第百四十六話「冥 憶えていますか」

僕は覚えているよ 君を覚えているよ
僕は覚えているよ 君を忘れないよ


なんて歌が見ているあいだ頭の中で流れていましたが、それはともかく。

冥王星降格のニュースを聞いたとき最初に思ったのは高橋葉介の「冥王星」という漫画だったりするのだった。

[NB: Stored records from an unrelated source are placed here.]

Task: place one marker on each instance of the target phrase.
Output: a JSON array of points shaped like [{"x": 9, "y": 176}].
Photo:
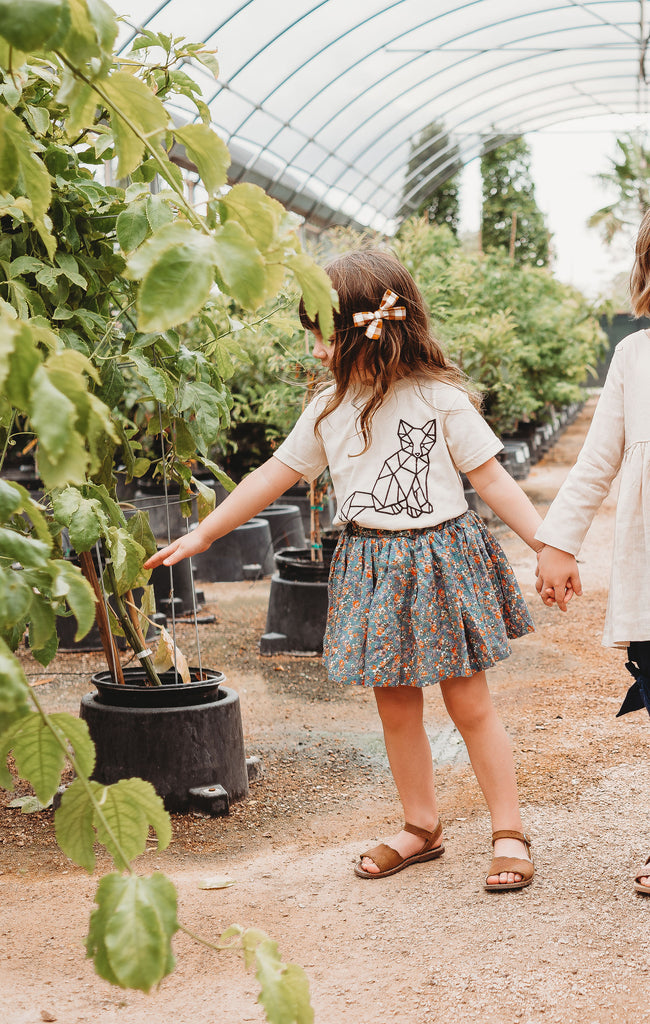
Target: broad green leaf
[
  {"x": 38, "y": 752},
  {"x": 52, "y": 415},
  {"x": 90, "y": 34},
  {"x": 72, "y": 585},
  {"x": 132, "y": 226},
  {"x": 81, "y": 100},
  {"x": 29, "y": 805},
  {"x": 15, "y": 597},
  {"x": 318, "y": 296},
  {"x": 284, "y": 987},
  {"x": 34, "y": 173},
  {"x": 159, "y": 212},
  {"x": 240, "y": 264},
  {"x": 18, "y": 360},
  {"x": 14, "y": 704},
  {"x": 84, "y": 518},
  {"x": 29, "y": 24},
  {"x": 136, "y": 116},
  {"x": 139, "y": 527},
  {"x": 258, "y": 214},
  {"x": 177, "y": 285},
  {"x": 129, "y": 807},
  {"x": 127, "y": 556},
  {"x": 154, "y": 378},
  {"x": 73, "y": 822},
  {"x": 26, "y": 550},
  {"x": 207, "y": 499},
  {"x": 131, "y": 932},
  {"x": 209, "y": 153}
]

これは、主人公の夢幻紳士に精神を破壊された狂える殺人鬼が「冥王星の住人」と接触して契約し復讐を果たそうとするっていう話で、偶然にも、この話における「冥王星の住人」もまた、「冥」と同じく思念主体の存在なのだった(実体化した想念と実体を持たない精神の差はあるが)。

内容的には、レテの作用によって記憶がなくなって同じことをしてしまうのと、時間が巻き戻ったようにまったく同じことを繰り返すっていうループ現象を一緒にしているのが気にならないでもないが、経費の削減とわかりやすさを優先した結果なのだろう。
冬樹がレテに負けないのはもちろん、冥王星のことを決して忘れない類の人種であるのと、もちろん主人公特権(設定よりも観測者としての役割重視、ともいう)である。

とまれ、去りゆくものへ愛惜溢れる一編でございました。